La proposition Rechsteiner-Bâle pose les mêmes problèmes, en ce sens qu'à l'échéance de la période de 30 ans ainsi évoquée, la totalité reviendrait au fonds de compensation de l'AVS, c'est-à-dire que les cantons n'auraient plus rien ou ne pourraient plus rien espérer. Une fois encore, la proposition Rechsteiner-Bâle rompt, détruit le consensus qui a été obtenu avec les cantons et on ne peut pas réaliser cette opération, je le répète, sur le dos des cantons.

Voilà, sur l'essentiel, ce qui conduit à rejeter également la proposition Rechsteiner-Bâle.

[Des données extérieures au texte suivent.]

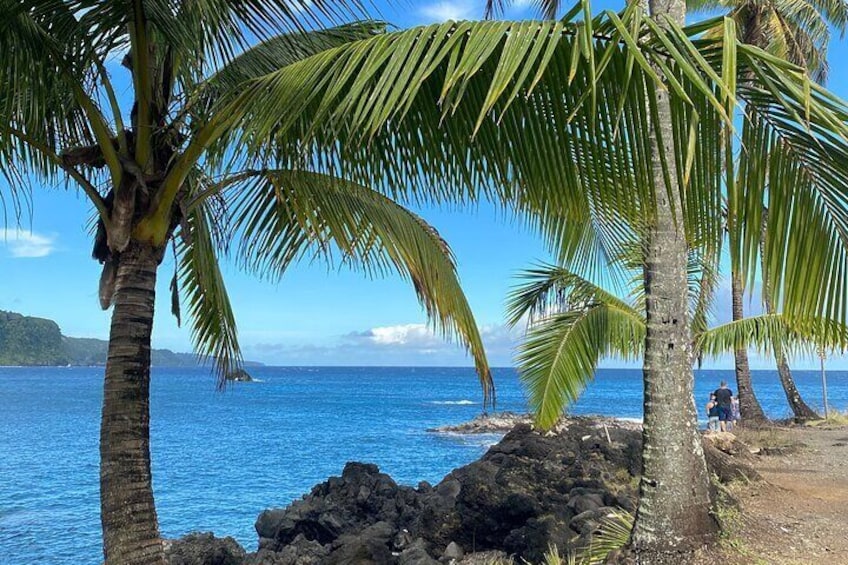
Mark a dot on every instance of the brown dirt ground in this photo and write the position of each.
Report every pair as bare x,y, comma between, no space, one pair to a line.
798,513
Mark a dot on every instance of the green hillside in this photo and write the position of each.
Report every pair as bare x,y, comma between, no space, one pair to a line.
32,341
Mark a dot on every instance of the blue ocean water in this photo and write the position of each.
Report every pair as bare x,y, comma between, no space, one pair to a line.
221,458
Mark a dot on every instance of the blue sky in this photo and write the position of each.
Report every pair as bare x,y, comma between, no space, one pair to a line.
313,316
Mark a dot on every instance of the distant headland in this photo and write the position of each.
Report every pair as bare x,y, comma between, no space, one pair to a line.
30,341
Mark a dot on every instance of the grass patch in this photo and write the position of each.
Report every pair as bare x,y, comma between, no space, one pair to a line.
766,438
834,418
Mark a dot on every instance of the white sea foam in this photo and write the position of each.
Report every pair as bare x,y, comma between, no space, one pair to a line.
453,402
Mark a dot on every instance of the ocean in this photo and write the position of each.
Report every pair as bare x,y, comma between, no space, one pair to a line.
220,458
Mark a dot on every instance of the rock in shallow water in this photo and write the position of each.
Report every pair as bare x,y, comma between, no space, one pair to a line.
204,549
529,491
519,497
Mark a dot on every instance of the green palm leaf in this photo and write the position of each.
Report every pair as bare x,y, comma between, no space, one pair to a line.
573,324
212,321
282,215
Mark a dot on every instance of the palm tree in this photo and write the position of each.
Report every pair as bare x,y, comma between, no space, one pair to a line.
556,117
159,168
799,33
574,322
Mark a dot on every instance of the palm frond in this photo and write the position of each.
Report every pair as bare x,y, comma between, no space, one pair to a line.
550,289
769,333
613,533
210,313
281,215
559,354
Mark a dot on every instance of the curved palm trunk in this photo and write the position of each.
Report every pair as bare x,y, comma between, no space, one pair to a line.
800,409
749,406
674,504
128,514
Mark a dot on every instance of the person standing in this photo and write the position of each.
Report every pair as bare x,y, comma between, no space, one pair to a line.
724,398
712,414
735,414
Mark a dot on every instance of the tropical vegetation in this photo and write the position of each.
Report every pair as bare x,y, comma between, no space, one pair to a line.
573,323
601,129
798,33
164,174
557,117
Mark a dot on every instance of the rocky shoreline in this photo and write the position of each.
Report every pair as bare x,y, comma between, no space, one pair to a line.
529,491
503,422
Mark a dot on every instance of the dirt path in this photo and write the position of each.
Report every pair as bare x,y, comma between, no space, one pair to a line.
799,513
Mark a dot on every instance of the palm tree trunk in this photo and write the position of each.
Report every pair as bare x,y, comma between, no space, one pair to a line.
128,514
800,409
749,406
674,503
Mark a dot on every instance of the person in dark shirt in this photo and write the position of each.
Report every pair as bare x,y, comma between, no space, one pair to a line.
724,398
712,414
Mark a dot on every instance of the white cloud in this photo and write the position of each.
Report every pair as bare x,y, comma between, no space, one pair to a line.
26,244
409,335
447,10
404,344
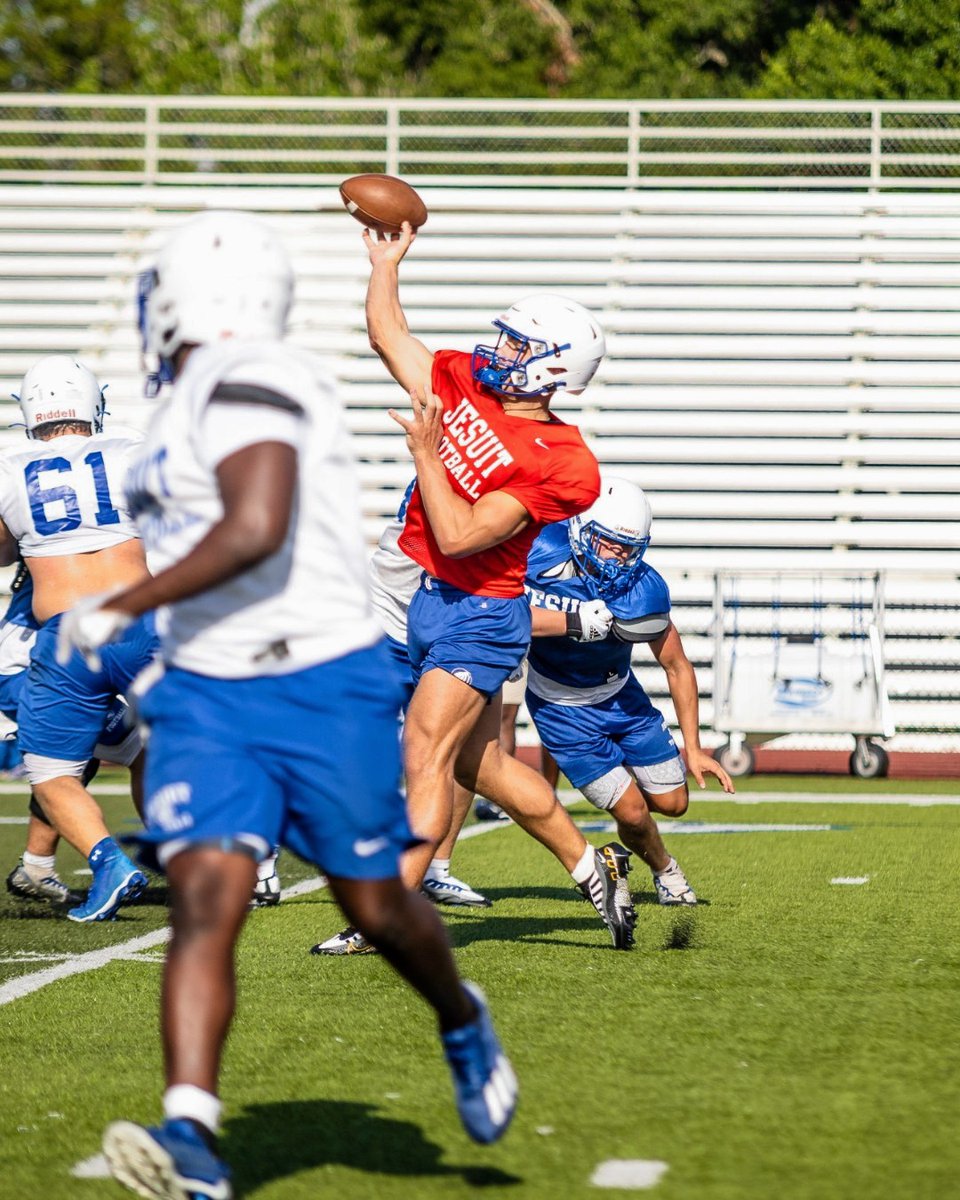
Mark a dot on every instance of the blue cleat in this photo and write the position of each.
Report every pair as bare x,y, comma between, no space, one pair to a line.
115,880
484,1080
168,1162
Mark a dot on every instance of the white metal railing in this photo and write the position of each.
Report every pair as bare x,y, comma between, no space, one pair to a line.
637,143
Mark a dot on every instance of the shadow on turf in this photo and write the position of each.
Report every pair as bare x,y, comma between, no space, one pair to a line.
270,1141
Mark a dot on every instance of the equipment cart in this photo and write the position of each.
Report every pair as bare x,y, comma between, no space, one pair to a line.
799,652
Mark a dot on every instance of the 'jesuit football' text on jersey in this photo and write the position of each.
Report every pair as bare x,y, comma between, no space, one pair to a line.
544,465
66,496
568,672
309,603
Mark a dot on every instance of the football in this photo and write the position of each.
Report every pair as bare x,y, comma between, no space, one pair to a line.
382,202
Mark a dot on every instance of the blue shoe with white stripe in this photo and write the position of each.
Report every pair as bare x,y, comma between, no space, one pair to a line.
168,1162
484,1080
115,880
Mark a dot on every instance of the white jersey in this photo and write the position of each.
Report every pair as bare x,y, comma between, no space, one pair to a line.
394,579
310,601
66,496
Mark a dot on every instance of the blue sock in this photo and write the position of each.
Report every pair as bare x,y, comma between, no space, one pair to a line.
105,850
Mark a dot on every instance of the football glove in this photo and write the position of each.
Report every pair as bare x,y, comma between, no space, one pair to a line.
589,623
87,627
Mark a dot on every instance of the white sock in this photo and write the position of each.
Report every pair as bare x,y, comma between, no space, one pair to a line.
439,869
268,867
39,867
186,1102
586,867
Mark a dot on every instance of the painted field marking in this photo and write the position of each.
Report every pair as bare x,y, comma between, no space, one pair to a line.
907,799
630,1174
129,951
709,827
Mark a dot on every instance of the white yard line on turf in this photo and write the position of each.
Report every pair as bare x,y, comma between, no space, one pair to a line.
918,801
78,964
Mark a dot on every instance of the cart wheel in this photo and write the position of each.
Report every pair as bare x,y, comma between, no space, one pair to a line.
869,760
736,762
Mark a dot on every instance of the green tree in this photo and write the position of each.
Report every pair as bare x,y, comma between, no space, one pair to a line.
887,49
61,46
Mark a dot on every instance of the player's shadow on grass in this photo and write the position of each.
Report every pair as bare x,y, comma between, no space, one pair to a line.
271,1141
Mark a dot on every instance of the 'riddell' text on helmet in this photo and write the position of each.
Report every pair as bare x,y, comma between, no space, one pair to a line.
57,388
621,515
546,342
221,275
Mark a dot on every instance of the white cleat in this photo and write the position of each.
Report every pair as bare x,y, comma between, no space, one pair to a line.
454,892
672,887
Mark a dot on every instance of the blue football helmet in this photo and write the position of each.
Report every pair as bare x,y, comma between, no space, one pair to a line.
622,515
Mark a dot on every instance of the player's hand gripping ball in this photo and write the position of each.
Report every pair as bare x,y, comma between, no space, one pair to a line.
382,202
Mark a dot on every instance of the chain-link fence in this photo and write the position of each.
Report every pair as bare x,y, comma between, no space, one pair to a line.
587,143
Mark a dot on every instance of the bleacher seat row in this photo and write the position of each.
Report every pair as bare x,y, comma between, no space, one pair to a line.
781,371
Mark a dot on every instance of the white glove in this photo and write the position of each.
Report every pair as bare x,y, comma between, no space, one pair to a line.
87,627
591,622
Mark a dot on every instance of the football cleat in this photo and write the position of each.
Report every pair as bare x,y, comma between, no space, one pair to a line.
613,900
484,1080
168,1162
454,892
115,881
485,810
52,889
347,941
672,887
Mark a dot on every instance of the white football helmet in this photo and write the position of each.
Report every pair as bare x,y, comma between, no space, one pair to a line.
219,275
565,345
622,514
58,388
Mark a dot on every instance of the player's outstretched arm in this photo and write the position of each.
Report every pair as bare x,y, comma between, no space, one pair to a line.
461,528
406,358
682,681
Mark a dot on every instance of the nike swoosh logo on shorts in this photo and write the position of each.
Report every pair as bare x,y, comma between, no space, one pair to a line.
367,846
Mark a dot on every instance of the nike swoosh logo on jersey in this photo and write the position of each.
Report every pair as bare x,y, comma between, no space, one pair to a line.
367,846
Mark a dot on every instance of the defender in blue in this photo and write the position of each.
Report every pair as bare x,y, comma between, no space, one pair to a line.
594,598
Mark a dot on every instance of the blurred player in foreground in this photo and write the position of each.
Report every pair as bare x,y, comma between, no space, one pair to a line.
275,721
493,466
63,509
588,707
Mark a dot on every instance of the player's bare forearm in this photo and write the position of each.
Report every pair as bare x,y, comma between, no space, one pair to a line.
547,623
9,547
403,355
257,486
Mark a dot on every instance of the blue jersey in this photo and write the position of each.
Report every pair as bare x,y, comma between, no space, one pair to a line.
553,582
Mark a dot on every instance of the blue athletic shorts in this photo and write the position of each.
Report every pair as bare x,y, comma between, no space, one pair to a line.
588,741
64,709
307,760
480,640
10,693
401,659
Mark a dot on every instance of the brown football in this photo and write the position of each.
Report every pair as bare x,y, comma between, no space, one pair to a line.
382,202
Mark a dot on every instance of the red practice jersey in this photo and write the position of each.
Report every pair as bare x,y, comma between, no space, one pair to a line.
545,465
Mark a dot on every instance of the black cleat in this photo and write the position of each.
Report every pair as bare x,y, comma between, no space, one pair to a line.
613,904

Un mot sur la proposition Leutenegger Hajo: celle-ci vise à faire de ce concept un concept d'une durée non pas de 30 ans, mais de 20 ans. On peut discuter à perte de vue sur la durée. Qu'il me soit simplement permis de vous dire ceci: ça fera bientôt 5 ans depuis l'idée du Conseil fédéral - qui n'a plus rien à voir sur l'essentiel avec ce dont nous débattons aujourd'hui -, mais cela fait quand même 5 ans que nous en discutons. Si nous fixons, comme le souhaite M. Leutenegger, une durée de 20 ans et non pas une durée de 30 ans, cela signifie en gros, en comparant ce qui peut être comparé, qu'au bout de 15 ans, la fondation devrait pratiquement mettre en veilleuse ses activités, faire le courant normal parce qu'il lui faudra de nouveau à peu près 4 ou 5 ans pour rediscuter d'un concept futur. C'est dire qu'une durée de 20 ans est manifestement trop brève.

C'est la raison pour laquelle nous vous invitons également à rejeter la proposition Leutenegger Hajo.